I’ve admired the Surrealism movement of the 1920’s and thirties, not for its cynical shock value, but for its core idea that juxtaposition can alter our perceptions and create new visual experiences and thoughts. The Surrealism movement had quickly burned itself out, not because its core idea was empty, but it seemed to me to lack integration with our understanding of the wider world of art. In this failure to rest on any historic precedents, it fulfilled a very modern notion – the idea of complete originality. Like finding a true black in nature, this notion is an impossibility because it doesn’t exist. To disengage the viewer from any relationship with art history is a push toward a most modern experience of isolation and emptiness. I recently saw an exhibit at the University of Michigan Art Museum titled:  Copies and Invention in East Asia (on till January 5, 2020). This exhibit challenges “ our understanding of originality, and presents copying as an act of imaginative interpretation.” Throughout the long history of Asian art, copies of a master’s work were venerated as important and valuable works of art, and the artists even went so far as to use the signature of the original artist, with the complete understanding that this was simply part of the copy. These copied works were hung in important places and honored as highly as the original work itself. It was the modern idea of originality that brought us to this distorted and floating version of surrealism.

tonalism

Reflections, a painting by Charles Harry Eaton
Reflections, by Charles Harry Eaton

“The Escape of Time” photo rests on the Tonalist Movement in America, roughly 1880 – 1920, with its emphasis on subtle and blended forms and colors, and placid and contemplative feeling.
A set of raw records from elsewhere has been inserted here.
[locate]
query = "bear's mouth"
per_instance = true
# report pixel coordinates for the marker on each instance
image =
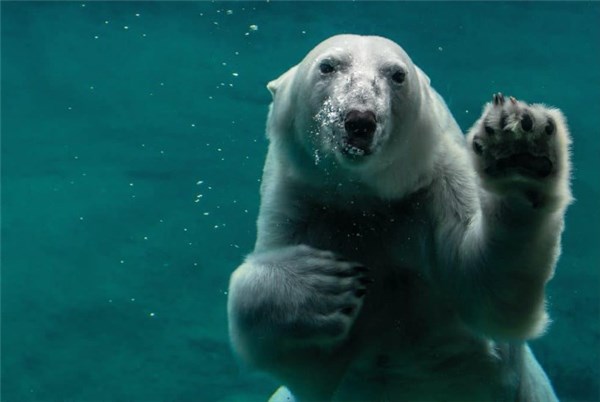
(356, 147)
(360, 128)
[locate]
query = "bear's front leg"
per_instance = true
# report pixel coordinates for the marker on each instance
(290, 305)
(520, 153)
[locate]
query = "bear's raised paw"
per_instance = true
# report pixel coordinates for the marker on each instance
(517, 139)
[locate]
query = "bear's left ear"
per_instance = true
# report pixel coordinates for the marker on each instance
(277, 83)
(422, 76)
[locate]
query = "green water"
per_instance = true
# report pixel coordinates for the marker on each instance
(132, 145)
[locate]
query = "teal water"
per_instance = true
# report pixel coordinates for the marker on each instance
(132, 147)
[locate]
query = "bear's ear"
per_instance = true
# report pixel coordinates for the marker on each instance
(424, 78)
(285, 78)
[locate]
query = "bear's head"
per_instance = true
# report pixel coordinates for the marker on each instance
(354, 108)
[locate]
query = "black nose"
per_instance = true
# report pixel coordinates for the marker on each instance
(360, 124)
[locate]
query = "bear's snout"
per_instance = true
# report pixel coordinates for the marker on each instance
(360, 127)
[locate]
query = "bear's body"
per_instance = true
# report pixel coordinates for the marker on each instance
(394, 261)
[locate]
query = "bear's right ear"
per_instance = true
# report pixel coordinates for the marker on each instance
(285, 78)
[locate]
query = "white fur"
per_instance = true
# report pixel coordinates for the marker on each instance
(458, 258)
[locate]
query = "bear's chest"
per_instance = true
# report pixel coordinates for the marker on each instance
(390, 235)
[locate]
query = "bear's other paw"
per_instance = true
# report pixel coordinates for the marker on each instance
(323, 293)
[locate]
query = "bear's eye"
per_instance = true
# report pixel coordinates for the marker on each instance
(326, 67)
(398, 77)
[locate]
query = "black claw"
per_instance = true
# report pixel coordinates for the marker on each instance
(526, 122)
(503, 117)
(360, 269)
(550, 127)
(366, 280)
(347, 310)
(360, 292)
(498, 98)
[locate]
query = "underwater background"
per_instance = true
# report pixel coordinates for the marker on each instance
(132, 149)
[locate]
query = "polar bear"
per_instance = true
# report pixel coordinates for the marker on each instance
(396, 260)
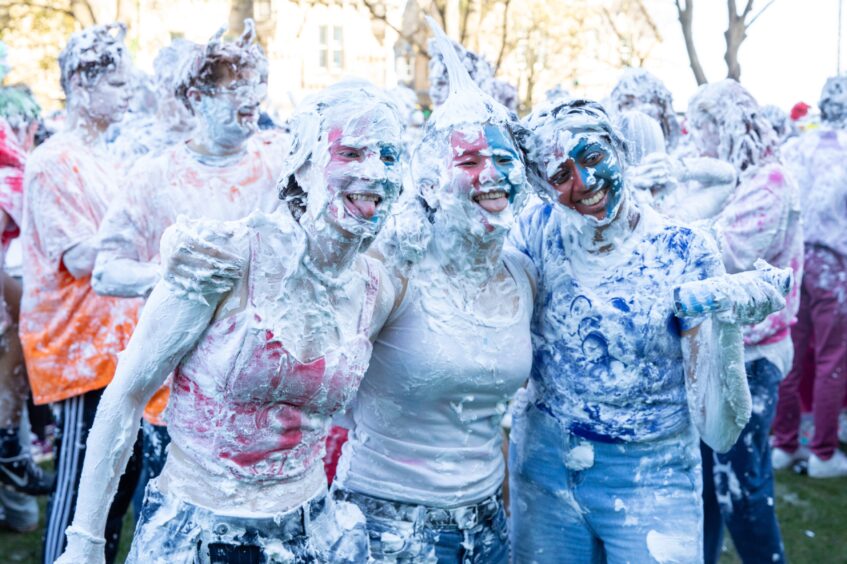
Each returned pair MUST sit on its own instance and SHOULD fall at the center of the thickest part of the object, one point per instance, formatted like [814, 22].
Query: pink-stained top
[762, 220]
[12, 161]
[241, 403]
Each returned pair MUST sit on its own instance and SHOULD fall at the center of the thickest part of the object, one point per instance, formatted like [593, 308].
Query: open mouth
[362, 204]
[494, 201]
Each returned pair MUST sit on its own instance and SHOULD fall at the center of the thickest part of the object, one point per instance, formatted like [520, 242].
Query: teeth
[497, 194]
[365, 197]
[593, 199]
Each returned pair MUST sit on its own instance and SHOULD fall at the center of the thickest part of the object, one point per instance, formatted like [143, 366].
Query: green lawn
[812, 513]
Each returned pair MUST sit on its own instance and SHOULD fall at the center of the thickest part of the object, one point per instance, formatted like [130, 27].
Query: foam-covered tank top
[241, 403]
[429, 409]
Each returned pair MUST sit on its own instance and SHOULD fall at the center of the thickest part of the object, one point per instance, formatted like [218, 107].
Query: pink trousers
[820, 354]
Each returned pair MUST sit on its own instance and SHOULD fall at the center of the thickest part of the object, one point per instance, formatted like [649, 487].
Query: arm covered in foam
[143, 367]
[719, 398]
[201, 270]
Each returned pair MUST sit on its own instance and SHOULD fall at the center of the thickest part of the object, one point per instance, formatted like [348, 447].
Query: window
[331, 51]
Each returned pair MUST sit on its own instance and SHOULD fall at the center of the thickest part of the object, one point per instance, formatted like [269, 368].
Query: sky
[787, 56]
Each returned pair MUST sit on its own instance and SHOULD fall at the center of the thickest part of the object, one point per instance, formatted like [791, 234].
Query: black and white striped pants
[76, 416]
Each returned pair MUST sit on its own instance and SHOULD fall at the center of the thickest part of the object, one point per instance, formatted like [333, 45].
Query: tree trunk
[735, 35]
[686, 17]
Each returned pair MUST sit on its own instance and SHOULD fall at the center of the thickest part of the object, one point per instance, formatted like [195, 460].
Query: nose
[491, 173]
[372, 168]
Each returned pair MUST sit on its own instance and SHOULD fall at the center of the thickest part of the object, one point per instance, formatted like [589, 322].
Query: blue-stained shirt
[607, 353]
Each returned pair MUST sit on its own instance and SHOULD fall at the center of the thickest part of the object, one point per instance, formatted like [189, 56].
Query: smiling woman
[271, 318]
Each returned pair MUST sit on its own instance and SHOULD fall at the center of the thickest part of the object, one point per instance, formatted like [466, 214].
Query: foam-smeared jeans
[738, 487]
[575, 500]
[405, 532]
[171, 531]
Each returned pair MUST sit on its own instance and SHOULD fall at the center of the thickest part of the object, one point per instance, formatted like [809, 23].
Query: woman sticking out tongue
[266, 324]
[424, 460]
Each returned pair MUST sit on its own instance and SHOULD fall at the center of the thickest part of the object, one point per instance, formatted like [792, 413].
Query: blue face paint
[504, 156]
[598, 167]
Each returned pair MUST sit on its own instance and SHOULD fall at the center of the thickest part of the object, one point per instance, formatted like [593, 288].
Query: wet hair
[746, 136]
[347, 100]
[219, 60]
[90, 53]
[648, 89]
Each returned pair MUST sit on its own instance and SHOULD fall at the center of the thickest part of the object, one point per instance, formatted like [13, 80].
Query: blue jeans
[172, 531]
[580, 501]
[738, 488]
[405, 532]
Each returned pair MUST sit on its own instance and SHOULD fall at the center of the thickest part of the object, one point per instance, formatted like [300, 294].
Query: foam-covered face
[584, 174]
[363, 174]
[230, 110]
[439, 85]
[629, 102]
[483, 178]
[107, 100]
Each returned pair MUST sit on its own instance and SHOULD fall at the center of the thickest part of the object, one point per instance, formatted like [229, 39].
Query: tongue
[366, 208]
[494, 206]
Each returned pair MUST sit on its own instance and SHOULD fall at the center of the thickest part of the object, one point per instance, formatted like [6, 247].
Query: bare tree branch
[504, 33]
[686, 17]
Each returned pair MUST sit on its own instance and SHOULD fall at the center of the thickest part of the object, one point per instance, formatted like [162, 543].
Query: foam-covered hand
[197, 259]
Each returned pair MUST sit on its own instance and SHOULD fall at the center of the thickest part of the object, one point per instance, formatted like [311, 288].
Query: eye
[562, 175]
[349, 153]
[593, 158]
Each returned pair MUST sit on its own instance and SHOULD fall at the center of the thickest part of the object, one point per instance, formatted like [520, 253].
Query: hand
[83, 548]
[196, 259]
[753, 300]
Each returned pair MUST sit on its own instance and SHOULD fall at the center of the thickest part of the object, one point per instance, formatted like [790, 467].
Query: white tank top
[428, 412]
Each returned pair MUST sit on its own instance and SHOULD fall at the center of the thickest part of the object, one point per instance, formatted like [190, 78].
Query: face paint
[362, 177]
[588, 177]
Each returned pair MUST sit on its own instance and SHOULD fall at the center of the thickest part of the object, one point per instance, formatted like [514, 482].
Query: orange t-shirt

In an article for Artsy.net, Tonalism historian and author, David Adams Cleveland, who wrote A History of American Tonalism, describes this 1910 Charles Harry Eaton’s Reflections as a depiction of “scintilating light and a visual feeling of pulsing movement, as if the landscape is a living-breathing organism” – a quality I can only hope to achieve. But I hope to give Surrealism an historic and well understood context with which to frame the gently unexpected.